東京株式(前引け)=欧州景気不安を背景に買い手控え

 15日前引けの日経平均株価は前日比99円安の1万1207円と反発。前場の東証1部の売買高概算は21億4728万株、売買代金は1兆572億円。値上がり銘柄数は210、対して値下がり銘柄数1433と全体の85%が下落する全面安商状となった。変わらずは51銘柄だった。

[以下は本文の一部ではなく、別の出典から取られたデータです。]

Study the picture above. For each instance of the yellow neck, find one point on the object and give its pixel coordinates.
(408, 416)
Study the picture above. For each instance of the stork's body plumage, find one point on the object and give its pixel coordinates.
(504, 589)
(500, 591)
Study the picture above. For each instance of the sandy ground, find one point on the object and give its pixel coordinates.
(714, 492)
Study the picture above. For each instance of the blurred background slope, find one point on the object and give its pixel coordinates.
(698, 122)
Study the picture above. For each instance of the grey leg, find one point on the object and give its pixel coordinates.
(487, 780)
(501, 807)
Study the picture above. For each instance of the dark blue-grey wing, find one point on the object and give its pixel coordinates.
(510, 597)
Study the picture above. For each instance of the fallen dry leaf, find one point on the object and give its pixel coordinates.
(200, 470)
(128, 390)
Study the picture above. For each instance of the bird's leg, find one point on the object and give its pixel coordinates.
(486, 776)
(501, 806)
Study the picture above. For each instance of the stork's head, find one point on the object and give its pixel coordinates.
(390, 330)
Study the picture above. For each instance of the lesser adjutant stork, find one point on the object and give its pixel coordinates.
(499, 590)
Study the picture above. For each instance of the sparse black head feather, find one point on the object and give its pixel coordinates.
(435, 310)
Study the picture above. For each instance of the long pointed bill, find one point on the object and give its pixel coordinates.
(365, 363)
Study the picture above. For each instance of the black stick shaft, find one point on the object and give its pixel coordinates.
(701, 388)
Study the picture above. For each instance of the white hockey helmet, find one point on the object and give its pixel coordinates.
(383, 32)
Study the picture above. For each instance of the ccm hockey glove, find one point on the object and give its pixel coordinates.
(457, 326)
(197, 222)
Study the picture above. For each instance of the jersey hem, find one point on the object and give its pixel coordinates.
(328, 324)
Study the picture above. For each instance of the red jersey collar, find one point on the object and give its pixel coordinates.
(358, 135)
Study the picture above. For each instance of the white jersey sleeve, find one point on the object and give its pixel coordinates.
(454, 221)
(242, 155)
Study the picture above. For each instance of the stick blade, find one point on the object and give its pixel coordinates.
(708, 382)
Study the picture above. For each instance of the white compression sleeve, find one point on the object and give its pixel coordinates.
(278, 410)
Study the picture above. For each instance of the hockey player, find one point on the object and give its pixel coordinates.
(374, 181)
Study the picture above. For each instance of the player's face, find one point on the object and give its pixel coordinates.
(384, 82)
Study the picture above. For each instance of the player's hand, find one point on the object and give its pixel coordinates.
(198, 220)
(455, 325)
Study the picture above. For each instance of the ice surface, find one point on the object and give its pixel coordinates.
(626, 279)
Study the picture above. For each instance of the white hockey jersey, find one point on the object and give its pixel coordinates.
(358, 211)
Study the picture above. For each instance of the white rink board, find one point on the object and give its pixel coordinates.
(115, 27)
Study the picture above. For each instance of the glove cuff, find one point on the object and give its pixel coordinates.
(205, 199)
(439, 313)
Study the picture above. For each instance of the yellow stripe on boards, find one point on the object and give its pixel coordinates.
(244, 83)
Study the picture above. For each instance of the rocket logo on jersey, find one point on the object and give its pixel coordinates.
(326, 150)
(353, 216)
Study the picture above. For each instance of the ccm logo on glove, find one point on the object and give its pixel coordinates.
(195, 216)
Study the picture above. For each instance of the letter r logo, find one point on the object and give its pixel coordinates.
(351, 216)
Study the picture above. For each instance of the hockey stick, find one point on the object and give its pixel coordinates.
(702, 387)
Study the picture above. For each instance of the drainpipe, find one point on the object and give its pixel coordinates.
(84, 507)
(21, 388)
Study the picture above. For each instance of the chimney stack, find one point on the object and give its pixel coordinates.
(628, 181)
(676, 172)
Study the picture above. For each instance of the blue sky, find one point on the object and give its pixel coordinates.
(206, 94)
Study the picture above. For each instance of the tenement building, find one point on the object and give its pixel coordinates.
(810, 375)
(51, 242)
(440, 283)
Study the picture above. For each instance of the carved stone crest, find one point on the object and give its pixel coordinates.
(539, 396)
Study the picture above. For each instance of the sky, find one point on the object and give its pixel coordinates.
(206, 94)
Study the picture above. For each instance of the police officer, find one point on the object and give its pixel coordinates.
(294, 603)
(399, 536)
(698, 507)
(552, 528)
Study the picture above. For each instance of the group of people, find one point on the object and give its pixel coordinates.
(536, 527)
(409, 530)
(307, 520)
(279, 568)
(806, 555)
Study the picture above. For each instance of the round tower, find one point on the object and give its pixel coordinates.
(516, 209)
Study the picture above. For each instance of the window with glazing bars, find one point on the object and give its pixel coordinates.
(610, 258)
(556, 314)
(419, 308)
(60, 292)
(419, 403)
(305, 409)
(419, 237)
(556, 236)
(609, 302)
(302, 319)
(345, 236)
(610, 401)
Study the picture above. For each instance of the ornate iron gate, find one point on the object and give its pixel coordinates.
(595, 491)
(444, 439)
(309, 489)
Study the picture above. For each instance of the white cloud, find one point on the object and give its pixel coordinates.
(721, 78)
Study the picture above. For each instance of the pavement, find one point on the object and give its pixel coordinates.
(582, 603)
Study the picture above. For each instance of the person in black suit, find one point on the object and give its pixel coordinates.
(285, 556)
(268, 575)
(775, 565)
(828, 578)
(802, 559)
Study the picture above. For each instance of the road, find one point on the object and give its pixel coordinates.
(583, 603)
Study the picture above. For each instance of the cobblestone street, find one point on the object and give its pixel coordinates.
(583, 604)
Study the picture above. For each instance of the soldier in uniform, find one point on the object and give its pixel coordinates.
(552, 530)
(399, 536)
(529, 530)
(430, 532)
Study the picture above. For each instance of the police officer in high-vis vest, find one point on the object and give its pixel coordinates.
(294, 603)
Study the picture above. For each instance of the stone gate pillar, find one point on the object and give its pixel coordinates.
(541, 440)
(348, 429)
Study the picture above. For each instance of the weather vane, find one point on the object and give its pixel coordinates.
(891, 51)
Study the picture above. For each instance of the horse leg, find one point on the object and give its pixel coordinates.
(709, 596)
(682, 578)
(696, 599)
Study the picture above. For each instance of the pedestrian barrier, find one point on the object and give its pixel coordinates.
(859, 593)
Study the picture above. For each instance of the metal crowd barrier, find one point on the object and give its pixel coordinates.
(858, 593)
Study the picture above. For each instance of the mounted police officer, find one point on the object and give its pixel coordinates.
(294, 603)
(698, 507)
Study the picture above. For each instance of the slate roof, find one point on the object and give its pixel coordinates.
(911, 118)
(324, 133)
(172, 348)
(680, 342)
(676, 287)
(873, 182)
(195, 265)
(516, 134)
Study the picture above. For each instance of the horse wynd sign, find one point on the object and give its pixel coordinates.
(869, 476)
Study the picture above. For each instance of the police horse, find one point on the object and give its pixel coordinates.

 きょうの東京株式市場は、朝方から売り先行となり日経平均株価は寄り後も徐々に下値を切り下げる展開となった。ユーロ圏の12年10~12月期GDPは3四半期連続のマイナスとなるなど欧州景気に対する警戒感がくすぶる中で、為替市場でユーロが売られる流れとなり、つれて対ドルでも円が買い戻されるリスクオフの流れとなった。ここまで全体株式市場は為替の円安にほぼ連動する形で上値を指向してきたこともあり、他に手掛かり材料に乏しいこともあり、円安一服局面では買いが入りにくくなっている。きょう、あすにモスクワで開催されるG20を前に持ち高を軽くしておこうというポジション調整の売り圧力も影響した。
 個別では売買代金上位の主力株は軒並み安く、みずほ、三菱UFJなど銀行株が軟調、野村HDなども売られた。ディーエヌエー、グリーなども下げている。ケネディクスはストッ安、トヨタ、ホンダなどの下げもきつい。半面、昭和シェルが急騰、東京精密、堀場製作などが値を飛ばした。